PARIS (Reuters) - Interpol on Friday rejected a second request from Moscow to put British investment fund head William Browder on its search list, dealing a fresh blow to Russia's drive to jail the man behind a campaign to expose corruption and rights violations.

The decision is the latest twist in a long-running battle between the government of Russian President Vladimir Putin and Browder, whose investment company Hermitage Capital was once the largest investor in Russia's equity market.

Interpol has previously refused to put Browder on its international search list, saying in May that Russia's case against him was "predominantly political".

On Friday, Interpol said it had received another request from Moscow "this time seeking to locate and arrest Mr. Browder with a view to his extradition on a charge of 'qualified swindling' as defined by the Russian Penal Code."

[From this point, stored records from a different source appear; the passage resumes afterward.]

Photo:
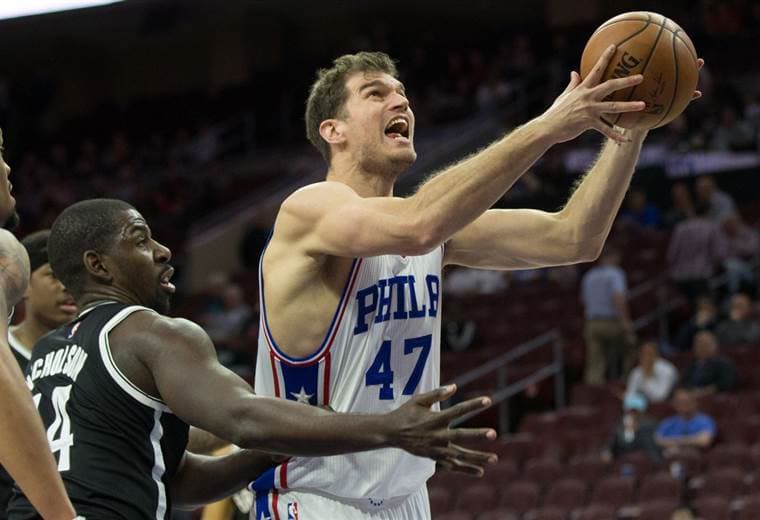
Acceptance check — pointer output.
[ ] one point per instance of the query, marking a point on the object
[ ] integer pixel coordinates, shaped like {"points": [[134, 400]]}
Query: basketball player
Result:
{"points": [[117, 386], [351, 278], [47, 306], [47, 303], [24, 451]]}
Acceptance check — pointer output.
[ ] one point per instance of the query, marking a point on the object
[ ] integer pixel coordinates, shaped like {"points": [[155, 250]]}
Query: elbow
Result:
{"points": [[584, 251], [422, 236]]}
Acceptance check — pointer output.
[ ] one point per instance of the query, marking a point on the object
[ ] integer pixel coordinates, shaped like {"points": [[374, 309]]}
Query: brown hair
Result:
{"points": [[328, 93]]}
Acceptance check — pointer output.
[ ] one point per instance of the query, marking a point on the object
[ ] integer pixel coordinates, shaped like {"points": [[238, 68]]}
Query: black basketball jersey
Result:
{"points": [[21, 354], [117, 447]]}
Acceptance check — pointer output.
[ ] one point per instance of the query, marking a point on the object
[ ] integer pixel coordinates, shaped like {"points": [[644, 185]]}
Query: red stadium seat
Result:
{"points": [[730, 455], [520, 496], [542, 471], [749, 509], [502, 473], [597, 512], [546, 513], [588, 468], [714, 507], [499, 514], [640, 461], [440, 500], [616, 491], [659, 486], [567, 493], [691, 461], [478, 498], [657, 510]]}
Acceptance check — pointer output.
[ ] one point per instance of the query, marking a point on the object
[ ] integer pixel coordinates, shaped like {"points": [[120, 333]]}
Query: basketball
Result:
{"points": [[656, 47]]}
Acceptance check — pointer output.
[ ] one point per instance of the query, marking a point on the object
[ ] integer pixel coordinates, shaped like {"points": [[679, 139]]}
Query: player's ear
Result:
{"points": [[333, 131], [96, 267]]}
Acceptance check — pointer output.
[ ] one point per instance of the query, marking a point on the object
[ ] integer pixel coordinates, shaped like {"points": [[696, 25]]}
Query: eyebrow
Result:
{"points": [[379, 83], [138, 227]]}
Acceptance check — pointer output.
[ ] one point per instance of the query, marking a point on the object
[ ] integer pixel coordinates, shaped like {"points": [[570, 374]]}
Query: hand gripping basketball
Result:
{"points": [[424, 432], [581, 106]]}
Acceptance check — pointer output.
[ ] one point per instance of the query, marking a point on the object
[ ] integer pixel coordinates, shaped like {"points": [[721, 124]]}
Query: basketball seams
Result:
{"points": [[648, 20], [646, 62], [675, 85], [686, 44]]}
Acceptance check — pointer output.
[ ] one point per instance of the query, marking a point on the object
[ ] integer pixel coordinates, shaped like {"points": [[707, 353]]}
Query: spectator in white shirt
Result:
{"points": [[654, 377]]}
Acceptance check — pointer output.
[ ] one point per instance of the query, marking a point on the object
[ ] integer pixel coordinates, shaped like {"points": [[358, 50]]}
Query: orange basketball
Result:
{"points": [[656, 47]]}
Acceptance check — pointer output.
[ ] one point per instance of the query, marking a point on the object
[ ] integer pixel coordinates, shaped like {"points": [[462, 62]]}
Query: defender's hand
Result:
{"points": [[581, 106], [426, 433]]}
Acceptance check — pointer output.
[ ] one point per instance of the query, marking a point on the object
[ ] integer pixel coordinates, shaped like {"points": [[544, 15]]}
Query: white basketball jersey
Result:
{"points": [[382, 347]]}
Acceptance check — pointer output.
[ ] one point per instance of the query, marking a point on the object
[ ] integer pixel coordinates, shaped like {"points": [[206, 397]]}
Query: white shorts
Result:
{"points": [[296, 505]]}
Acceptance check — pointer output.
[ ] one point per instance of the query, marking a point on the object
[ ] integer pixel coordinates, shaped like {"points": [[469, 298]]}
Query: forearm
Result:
{"points": [[621, 304], [592, 208], [203, 479], [24, 450], [203, 442], [281, 426], [458, 195]]}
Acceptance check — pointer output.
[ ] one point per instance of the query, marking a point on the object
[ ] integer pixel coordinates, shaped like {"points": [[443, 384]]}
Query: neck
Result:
{"points": [[93, 296], [365, 183], [29, 331]]}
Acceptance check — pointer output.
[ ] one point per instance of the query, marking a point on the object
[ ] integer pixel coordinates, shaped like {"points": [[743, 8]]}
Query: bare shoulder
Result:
{"points": [[311, 201], [14, 267], [161, 333]]}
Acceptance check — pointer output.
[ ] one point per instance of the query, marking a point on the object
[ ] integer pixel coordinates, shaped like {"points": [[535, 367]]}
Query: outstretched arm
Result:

"INTERPOL considers this charge to be covered by the previous decision of May 2013," a statement on its website said.

Browder has spearheaded an international campaign to expose corruption and human rights violations in Russia following the death in 2009 of Sergei Magnitsky, a lawyer working for Hermitage and investigating a $230 million tax fraud.

Magnitsky was arrested shortly after alleging that Russian officials were involved in the fraud, and later died in prison while awaiting trial, causing an international uproar.

The Kremlin's own advisory body on human rights said Magnitsky was probably beaten to death in his prison cell and his case became to symbolize the impunity of Russian authorities and political servility of the country's judiciary.

A Russian court on July 11 posthumously found Magnitsky guilty of tax evasion, triggering harsh criticism from the West, and also sentenced Browder to nine years in prison in absentia.

Inclusion in the Lyon, France-based Interpol's database would have facilitated Russia's request for member countries to monitor Browder's whereabouts, enabling Russia to issue an international arrest warrant to the country concerned.